By Linda Yohannes
Dreaming to be an established English writer in Ethiopia, many told me, is a disappointment waiting to happen. And they were not without truth; as such a dreamer, on top of worrying about my craft, which all writers everywhere have to do, I have the added worry of a bunch of otherreal challenges.
My choice of language is one. In the European colonial scramble for Africa, Ethiopia was never colonized. And unlike some other African countries, English was never a pervasive second language, which makes Amharic and other local languages the expected medium of creative writing. There are also circulating views that argue writing in English in a society where a majority of the people speak a different language, is a kind of westernization —which is looked down upon. A second challenge could be that books generally command little readership in Ethiopia. With a low, but growing, percentage of literate people, reading is not a popular pastime or social practice. The third real challenge is finance – which affects authors’ capacity to publish, and readers’ to buy their work. An underdeveloped economy, Ethiopia, and her people have to prioritize resources and there’s usually not much left to spare for ‘luxuries’ such as fiction books.
But against all odds, I went ahead and dreamt. I spoke of my dreams – to people who caringly tried to coax me out of it and to unconvinced faces who seemed to say ‘she’s in for a real disappointment’ or ‘I used to dream just like you when I was younger, before reality hit hard’ – I spoke of my dreams purposely making myself accountable to fuel my devotion to the accomplishment.
Of course I feared at times, like the first time I entered and lost the Burt Award for African Literature in 2011. When I stared into the e-mail that announced the three winners, my name not among them, I think my heart froze for a few seconds. I felt foolish for holding on to a childhood ambition that I should have been mature enough to let go. I felt everyone was right. But more often than the fears, is the obvious love I have for the written word, my passion to smith words and to articulate the thoughts I entertained, perspectives I felt I uniquely held and wanted to share. So I persevered. I recovered from the heart attack and began working on my manuscript for the 2012’s Burt Award competition, which sprung me back into life the way writing always did to me.
So you can imagine the depth of elation, and reassurance I felt when I received the e-mail which carried my name this time. I screamed on top of my lungs and also held still as joy quietly travelled down into me. I was grateful and it all seemed anything but foolish. This dream of mine was starting to materialize itself, in a more meaningful way than I had so far been able to show for my insistence on pursuing writing – previous accomplishments had been blogs, columns on a youth newspaper and magazine articles.

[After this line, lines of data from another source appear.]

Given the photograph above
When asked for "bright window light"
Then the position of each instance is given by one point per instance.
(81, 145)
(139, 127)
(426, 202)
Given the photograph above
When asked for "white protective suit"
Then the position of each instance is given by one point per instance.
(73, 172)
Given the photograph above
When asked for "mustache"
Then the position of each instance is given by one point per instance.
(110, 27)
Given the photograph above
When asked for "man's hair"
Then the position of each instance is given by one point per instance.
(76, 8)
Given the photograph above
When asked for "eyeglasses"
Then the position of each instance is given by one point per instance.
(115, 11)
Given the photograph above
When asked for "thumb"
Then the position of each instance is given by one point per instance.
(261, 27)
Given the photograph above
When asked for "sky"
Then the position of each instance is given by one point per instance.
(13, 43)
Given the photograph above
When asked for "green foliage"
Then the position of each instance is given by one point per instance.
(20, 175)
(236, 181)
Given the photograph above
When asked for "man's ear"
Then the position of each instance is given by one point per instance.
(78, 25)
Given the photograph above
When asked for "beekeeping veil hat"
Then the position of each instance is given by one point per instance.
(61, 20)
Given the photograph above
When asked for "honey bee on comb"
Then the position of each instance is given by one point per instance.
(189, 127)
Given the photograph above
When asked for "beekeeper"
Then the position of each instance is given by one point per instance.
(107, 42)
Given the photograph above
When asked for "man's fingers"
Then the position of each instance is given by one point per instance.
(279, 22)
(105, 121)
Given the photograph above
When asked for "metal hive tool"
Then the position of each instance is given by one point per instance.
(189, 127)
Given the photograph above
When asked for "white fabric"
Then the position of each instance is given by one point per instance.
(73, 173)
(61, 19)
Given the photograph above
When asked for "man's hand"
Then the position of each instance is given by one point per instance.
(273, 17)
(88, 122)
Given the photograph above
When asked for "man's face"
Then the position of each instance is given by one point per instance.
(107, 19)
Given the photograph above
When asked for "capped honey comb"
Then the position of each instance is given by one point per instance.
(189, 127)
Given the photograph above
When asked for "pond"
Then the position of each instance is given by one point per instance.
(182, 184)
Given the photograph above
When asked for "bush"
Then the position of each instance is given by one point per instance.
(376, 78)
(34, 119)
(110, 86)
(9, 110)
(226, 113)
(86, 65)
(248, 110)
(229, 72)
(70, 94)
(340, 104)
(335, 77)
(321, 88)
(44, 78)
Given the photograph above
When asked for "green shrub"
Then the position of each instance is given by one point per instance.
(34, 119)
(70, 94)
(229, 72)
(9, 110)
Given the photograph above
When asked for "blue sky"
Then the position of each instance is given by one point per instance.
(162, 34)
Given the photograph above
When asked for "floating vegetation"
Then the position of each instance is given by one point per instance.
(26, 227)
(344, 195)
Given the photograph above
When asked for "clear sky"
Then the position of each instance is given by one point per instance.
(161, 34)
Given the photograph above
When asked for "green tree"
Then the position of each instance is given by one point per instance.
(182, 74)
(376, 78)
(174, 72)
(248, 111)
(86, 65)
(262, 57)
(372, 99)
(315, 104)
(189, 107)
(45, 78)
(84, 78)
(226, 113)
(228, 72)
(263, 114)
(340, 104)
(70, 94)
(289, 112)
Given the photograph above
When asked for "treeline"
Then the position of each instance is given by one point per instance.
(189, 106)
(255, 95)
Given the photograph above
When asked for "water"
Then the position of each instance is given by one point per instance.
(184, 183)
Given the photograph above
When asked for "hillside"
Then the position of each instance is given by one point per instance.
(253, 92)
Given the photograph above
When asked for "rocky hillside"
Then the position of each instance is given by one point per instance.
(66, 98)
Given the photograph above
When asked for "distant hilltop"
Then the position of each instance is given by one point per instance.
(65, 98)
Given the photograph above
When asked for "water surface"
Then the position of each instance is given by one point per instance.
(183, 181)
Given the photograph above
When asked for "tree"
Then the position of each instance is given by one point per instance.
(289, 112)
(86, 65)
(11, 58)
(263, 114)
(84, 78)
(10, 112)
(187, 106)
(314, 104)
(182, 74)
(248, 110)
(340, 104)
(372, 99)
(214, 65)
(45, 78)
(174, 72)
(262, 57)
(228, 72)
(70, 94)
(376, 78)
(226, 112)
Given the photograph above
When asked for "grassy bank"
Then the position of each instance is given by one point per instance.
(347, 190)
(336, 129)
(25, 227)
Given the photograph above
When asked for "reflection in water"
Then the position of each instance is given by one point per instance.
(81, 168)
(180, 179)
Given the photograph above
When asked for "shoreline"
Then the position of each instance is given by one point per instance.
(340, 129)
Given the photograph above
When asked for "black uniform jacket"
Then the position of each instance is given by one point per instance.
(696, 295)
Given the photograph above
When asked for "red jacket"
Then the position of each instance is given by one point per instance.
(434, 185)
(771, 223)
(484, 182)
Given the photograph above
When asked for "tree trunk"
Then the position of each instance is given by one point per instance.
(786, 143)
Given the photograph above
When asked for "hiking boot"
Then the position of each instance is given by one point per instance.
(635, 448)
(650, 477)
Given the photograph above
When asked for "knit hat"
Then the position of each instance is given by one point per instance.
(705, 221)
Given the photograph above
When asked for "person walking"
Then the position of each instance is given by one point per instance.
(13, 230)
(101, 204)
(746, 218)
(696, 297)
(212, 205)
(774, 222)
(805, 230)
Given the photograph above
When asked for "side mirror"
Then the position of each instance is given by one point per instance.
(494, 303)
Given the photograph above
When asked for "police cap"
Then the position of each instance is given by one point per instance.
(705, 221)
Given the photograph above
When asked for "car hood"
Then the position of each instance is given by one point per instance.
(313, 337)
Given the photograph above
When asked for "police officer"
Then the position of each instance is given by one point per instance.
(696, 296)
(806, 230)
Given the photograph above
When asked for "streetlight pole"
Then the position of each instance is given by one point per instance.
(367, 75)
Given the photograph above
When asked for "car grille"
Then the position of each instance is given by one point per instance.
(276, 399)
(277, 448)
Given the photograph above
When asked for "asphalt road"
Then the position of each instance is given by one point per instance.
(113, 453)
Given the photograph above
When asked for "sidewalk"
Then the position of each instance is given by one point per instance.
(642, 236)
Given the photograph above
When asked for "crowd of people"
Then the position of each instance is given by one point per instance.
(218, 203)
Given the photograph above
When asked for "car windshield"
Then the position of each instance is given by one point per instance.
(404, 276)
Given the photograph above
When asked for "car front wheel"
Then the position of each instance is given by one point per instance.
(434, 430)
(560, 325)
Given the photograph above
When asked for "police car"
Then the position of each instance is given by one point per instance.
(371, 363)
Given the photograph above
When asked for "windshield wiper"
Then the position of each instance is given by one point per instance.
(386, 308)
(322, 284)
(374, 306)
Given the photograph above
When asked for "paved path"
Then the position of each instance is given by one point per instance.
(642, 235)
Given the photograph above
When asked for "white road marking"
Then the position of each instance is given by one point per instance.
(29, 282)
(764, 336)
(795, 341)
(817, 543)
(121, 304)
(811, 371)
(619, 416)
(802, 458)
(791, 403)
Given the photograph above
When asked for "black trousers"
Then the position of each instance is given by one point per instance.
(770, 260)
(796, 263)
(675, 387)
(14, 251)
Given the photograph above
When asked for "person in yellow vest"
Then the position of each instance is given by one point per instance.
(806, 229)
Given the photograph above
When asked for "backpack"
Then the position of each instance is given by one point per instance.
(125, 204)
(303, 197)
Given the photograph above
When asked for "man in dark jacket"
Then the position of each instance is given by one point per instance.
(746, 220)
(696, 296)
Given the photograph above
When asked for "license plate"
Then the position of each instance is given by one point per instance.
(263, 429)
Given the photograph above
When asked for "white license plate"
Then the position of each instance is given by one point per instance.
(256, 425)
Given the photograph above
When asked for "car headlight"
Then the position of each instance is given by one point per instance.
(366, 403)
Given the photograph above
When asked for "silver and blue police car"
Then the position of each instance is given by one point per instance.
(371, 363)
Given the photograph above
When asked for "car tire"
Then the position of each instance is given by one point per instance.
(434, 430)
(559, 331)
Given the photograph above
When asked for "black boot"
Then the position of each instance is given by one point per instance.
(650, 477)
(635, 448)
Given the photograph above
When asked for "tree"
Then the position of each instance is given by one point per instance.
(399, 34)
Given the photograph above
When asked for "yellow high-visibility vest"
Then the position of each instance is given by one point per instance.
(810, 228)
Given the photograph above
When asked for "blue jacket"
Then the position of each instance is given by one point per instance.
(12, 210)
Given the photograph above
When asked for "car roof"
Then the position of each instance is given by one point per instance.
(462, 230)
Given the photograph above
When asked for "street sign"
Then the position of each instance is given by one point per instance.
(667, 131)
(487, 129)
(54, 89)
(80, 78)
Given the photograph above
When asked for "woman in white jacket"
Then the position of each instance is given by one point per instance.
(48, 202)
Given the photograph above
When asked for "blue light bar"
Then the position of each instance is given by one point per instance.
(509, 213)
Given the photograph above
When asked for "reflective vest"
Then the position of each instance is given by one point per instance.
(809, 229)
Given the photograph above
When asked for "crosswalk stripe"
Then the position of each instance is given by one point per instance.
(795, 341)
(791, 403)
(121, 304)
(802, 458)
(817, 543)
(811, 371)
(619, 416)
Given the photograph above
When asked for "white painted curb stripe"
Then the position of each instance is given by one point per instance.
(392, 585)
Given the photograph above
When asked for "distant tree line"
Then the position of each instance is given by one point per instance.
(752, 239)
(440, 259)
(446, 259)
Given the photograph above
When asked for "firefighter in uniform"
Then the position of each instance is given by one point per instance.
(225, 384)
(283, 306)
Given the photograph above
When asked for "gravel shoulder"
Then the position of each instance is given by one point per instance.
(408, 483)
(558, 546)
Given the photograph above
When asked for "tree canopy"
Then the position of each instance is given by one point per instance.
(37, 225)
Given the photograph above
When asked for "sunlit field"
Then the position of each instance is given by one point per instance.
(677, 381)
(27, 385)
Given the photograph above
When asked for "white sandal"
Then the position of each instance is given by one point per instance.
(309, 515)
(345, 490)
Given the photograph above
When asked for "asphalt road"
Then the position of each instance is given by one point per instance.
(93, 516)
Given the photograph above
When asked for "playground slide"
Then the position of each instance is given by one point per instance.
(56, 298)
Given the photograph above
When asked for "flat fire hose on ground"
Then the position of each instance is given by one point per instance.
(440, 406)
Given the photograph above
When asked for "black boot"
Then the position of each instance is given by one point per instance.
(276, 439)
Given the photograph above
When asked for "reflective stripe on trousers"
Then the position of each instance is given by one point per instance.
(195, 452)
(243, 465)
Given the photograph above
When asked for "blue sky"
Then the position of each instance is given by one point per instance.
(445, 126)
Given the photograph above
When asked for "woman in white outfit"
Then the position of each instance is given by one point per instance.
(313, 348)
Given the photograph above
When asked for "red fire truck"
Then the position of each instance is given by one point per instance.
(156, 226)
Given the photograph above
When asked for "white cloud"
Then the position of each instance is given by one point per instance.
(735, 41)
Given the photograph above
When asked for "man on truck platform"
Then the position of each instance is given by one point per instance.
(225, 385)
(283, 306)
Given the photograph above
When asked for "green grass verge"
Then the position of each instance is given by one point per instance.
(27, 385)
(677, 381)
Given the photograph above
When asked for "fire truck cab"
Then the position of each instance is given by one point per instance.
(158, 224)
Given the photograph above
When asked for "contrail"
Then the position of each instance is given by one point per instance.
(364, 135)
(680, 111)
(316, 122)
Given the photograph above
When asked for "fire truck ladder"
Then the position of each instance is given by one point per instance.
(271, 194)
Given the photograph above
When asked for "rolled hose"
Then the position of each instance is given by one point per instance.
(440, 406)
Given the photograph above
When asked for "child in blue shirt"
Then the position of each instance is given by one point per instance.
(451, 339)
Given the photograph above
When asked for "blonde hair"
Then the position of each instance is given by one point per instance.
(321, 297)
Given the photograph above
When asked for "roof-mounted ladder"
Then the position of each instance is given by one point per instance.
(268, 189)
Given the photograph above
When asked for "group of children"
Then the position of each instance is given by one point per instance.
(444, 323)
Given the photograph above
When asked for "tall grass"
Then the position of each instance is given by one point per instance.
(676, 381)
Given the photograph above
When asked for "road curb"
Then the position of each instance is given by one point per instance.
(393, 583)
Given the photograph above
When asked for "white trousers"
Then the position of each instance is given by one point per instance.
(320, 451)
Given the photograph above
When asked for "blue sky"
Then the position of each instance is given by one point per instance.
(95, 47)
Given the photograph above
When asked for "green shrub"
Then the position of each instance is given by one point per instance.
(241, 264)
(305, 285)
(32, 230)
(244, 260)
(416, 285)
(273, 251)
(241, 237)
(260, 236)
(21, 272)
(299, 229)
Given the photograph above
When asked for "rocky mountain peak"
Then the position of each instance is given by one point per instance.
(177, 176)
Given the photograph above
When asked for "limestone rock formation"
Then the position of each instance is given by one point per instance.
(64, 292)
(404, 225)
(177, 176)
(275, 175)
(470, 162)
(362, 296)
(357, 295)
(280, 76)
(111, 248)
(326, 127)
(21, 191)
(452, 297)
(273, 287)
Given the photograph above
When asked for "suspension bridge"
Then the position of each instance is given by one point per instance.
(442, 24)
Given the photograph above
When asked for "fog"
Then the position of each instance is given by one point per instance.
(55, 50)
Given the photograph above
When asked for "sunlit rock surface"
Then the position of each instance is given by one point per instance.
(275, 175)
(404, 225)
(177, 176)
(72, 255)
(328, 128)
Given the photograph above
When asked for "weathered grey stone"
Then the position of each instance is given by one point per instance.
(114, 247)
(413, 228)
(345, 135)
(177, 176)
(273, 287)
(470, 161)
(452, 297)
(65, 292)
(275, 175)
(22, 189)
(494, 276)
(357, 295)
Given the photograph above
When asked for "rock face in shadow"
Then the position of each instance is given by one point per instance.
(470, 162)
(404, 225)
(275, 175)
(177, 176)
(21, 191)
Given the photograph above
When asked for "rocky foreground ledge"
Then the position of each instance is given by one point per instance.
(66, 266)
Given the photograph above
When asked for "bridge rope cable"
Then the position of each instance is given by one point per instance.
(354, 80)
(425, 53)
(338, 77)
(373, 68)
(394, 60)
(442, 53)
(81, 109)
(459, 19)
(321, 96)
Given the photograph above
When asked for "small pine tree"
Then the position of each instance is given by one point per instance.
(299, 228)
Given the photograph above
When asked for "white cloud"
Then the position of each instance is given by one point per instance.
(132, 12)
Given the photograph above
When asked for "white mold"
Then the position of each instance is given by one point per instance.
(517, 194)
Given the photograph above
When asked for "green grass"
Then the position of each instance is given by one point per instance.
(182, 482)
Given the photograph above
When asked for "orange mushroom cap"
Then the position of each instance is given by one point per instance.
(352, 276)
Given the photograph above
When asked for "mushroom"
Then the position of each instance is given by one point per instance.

All fiction is to some extent biographical, I believe. And my first book, The School Newspaper, is too. It’s about Menna, a teenage aspiring writer, who thrusts herself into the career the same I did and gets into complications and pays prices before she learns important lessons. But what I was privileged to have, even Menna the fictional character wasn’t. It is almost too good to be true but at the same time something I had been quietly and earnestly waited for in my life. I am forever thankful for the Burt Award, for Code-Ethiopia and Mr. Bill Burt for laying down the stepping stone for me to climb higher in this difficult business of being a writer. My only return to them is a promise that I will step right up and continue to write another book and then another and another…
Linda Yohannes is the second-prize winner of the 2012 Burt Award for African Literature – Ethiopia for her novel, The School Newspaper.